Class NGramTokenFilter

  • All Implemented Interfaces:
    Closeable, AutoCloseable, Unwrappable<TokenStream>

    public final class NGramTokenFilter
    extends TokenFilter
    Tokenizes the input into n-grams of the given size(s). As of Lucene 4.4, this token filter:
    • handles supplementary characters correctly,
    • emits all n-grams for the same token at the same position,
    • does not modify offsets,
    • sorts n-grams by their offset in the original token first, then increasing length (meaning that "abc" will give "a", "ab", "abc", "b", "bc", "c").
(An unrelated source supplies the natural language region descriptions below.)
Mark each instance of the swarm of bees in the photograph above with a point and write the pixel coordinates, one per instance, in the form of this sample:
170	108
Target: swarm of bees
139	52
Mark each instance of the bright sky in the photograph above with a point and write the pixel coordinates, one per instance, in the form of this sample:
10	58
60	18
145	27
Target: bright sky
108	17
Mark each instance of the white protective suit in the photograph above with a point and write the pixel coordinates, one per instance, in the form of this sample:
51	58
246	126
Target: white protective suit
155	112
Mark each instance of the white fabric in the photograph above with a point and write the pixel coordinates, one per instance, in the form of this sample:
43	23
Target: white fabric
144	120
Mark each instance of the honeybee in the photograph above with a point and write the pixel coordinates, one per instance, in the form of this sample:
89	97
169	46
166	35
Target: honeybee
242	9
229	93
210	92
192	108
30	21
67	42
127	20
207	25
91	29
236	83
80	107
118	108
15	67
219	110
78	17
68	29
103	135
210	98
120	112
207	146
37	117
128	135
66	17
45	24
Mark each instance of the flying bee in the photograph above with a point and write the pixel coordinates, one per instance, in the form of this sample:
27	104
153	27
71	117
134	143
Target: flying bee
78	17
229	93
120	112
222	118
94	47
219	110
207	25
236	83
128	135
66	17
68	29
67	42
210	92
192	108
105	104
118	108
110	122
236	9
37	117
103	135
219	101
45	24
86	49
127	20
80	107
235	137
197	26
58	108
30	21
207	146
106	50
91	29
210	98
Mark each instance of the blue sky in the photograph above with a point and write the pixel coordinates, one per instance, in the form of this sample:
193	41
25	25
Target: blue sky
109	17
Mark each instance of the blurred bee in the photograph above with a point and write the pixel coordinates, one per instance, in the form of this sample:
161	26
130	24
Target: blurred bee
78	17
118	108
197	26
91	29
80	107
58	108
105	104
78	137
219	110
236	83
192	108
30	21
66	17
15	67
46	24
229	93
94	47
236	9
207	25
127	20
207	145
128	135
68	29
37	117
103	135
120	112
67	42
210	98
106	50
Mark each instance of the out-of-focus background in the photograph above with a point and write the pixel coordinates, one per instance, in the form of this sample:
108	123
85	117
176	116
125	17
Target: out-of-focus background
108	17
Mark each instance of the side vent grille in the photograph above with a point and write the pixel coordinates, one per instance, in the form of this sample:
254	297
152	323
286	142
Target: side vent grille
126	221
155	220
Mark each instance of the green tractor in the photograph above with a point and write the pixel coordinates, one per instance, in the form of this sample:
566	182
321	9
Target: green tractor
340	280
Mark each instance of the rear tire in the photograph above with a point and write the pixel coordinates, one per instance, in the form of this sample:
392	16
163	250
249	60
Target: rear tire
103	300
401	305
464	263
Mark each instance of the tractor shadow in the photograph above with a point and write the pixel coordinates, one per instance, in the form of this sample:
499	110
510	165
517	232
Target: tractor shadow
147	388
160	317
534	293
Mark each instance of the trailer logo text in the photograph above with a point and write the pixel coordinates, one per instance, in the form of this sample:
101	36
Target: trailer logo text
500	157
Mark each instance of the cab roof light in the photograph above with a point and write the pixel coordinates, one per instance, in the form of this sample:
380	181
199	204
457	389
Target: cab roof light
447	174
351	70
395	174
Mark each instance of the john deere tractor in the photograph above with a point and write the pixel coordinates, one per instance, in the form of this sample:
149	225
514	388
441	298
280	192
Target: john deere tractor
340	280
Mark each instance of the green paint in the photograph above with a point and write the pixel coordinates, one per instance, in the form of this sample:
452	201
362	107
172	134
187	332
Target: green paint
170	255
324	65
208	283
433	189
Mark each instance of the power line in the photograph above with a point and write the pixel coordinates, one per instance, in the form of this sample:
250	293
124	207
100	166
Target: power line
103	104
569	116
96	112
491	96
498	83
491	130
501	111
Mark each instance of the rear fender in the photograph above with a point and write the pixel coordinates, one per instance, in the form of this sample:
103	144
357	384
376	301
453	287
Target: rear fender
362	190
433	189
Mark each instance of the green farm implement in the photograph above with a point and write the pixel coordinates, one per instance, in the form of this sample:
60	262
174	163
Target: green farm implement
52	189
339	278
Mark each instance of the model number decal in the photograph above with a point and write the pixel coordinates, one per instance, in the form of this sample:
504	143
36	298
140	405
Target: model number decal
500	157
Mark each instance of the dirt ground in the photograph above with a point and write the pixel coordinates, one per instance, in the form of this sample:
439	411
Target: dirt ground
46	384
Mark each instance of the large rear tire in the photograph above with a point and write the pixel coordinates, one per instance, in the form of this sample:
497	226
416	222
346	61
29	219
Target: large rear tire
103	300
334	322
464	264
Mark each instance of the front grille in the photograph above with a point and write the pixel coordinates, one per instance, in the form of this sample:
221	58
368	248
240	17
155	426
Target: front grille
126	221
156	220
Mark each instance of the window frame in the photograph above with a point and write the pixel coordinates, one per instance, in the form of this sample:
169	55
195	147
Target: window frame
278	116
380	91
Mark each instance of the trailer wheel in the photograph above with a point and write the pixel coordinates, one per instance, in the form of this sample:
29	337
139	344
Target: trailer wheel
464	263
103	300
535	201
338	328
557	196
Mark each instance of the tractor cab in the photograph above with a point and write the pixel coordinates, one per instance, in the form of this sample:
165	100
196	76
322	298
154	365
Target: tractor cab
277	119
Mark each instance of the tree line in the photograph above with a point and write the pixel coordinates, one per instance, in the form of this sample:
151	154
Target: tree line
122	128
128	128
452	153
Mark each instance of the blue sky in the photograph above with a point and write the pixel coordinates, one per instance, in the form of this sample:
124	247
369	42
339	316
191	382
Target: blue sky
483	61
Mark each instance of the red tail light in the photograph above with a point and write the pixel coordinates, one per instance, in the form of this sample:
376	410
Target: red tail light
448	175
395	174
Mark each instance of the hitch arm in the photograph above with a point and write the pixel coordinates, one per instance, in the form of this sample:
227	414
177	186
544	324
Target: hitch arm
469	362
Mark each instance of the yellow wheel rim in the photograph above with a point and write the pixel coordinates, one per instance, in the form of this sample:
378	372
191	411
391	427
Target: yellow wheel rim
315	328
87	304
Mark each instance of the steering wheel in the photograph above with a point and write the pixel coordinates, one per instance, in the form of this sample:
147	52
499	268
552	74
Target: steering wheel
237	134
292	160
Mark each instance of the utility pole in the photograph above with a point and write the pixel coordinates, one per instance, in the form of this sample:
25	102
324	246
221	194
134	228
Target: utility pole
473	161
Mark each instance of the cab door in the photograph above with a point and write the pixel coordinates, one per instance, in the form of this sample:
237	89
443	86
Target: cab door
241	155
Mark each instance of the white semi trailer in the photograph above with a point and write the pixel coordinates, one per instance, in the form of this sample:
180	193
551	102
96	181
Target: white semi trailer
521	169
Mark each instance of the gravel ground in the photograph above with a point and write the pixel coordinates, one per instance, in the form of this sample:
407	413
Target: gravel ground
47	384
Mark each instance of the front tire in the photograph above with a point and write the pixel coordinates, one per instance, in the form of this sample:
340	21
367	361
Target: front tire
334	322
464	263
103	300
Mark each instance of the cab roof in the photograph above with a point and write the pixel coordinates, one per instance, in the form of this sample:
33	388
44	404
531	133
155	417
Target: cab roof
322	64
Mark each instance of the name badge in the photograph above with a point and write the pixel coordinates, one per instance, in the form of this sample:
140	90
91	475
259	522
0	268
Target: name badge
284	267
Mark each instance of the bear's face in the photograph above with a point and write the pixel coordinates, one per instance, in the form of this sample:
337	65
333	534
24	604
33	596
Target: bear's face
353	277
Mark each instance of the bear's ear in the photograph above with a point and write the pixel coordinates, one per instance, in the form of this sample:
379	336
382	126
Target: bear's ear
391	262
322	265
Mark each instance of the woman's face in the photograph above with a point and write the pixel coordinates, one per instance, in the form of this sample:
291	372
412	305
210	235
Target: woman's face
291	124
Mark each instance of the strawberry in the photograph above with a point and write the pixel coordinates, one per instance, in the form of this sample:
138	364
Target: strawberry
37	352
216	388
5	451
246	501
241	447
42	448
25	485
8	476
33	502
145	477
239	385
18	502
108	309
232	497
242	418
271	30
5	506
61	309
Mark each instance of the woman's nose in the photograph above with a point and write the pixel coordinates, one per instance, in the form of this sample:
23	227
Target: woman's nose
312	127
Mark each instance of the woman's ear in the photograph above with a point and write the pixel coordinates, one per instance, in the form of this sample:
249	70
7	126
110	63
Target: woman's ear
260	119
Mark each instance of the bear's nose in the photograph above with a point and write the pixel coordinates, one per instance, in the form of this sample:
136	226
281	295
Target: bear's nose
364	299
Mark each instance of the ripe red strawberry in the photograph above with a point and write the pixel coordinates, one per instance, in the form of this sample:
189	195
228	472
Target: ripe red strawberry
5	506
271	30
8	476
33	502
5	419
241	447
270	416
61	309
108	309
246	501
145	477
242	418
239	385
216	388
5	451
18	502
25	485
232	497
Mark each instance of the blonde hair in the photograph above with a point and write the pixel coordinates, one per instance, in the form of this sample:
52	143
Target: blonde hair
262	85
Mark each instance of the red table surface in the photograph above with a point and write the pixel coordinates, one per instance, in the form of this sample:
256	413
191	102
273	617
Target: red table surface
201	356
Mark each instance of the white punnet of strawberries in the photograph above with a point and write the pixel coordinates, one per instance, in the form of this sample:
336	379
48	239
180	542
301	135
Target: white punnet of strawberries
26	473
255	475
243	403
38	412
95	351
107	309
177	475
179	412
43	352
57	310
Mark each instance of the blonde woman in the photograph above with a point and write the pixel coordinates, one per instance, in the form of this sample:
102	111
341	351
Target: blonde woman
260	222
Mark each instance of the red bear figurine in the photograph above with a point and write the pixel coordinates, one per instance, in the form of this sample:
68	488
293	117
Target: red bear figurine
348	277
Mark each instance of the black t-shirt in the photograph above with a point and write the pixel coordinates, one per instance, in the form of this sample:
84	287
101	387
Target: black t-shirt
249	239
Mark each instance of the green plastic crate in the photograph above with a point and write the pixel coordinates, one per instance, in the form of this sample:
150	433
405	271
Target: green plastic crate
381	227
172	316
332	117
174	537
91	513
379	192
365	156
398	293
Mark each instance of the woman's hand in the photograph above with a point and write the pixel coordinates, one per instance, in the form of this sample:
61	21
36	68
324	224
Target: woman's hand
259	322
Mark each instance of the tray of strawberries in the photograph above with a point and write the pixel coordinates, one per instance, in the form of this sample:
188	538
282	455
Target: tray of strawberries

    If you were using this TokenFilter to perform partial highlighting, this won't work anymore since this filter doesn't update offsets. You should modify your analysis chain to use NGramTokenizer, and potentially override NGramTokenizer.isTokenChar(int) to perform pre-tokenization.

    • Field Detail

      • DEFAULT_PRESERVE_ORIGINAL

        public static final boolean DEFAULT_PRESERVE_ORIGINAL
        See Also:
        Constant Field Values
    • Constructor Detail

      • NGramTokenFilter

        public NGramTokenFilter​(TokenStream input,
                                int minGram,
                                int maxGram,
                                boolean preserveOriginal)
        Creates an NGramTokenFilter that, for a given input term, produces all contained n-grams with lengths >= minGram and <= maxGram. Will optionally preserve the original term when its length is outside of the defined range.

        Note: Care must be taken when choosing minGram and maxGram; depending on the input token size, this filter potentially produces a huge number of terms.

        Parameters:
        input - TokenStream holding the input to be tokenized
        minGram - the minimum length of the generated n-grams
        maxGram - the maximum length of the generated n-grams
        preserveOriginal - Whether or not to keep the original term when it is shorter than minGram or longer than maxGram
      • NGramTokenFilter

        public NGramTokenFilter​(TokenStream input,
                                int gramSize)
        Creates an NGramTokenFilter that produces n-grams of the indicated size.
        Parameters:
        input - TokenStream holding the input to be tokenized
        gramSize - the size of n-grams to generate.